ぶつぶつとひとり言のように呟きながら、お姉さんがメモを差し出した。

「どうせ、眞が何時の飛行機に乗るのかとか知らないんでしょう? はい、これ」

それには、「ANA成田発16:40ニューヨーク行き」と書かれていた。よりにもよって、羽田空港ではなく成田空港――。咄嗟に時計を見る。

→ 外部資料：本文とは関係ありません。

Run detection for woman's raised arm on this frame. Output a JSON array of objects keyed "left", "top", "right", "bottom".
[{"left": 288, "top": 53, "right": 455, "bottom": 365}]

「今から行けば間に合うでしょ? うちの母親には空港に見送りなんか行かないように言ってあるから」

「え?」

「だから、安心して、あのクソ弟を探し出して」

女の私でも見惚れてしまう魅惑的な瞳でそう言った。

「私の気持ち全部、伝えて来ます!」

ホテルの部屋を飛び出し、リムジンバスに飛び乗った。玉砕覚悟の、決死の告白をしに行くんだ。臆病者だった内野沙都は、ここに置いて行く。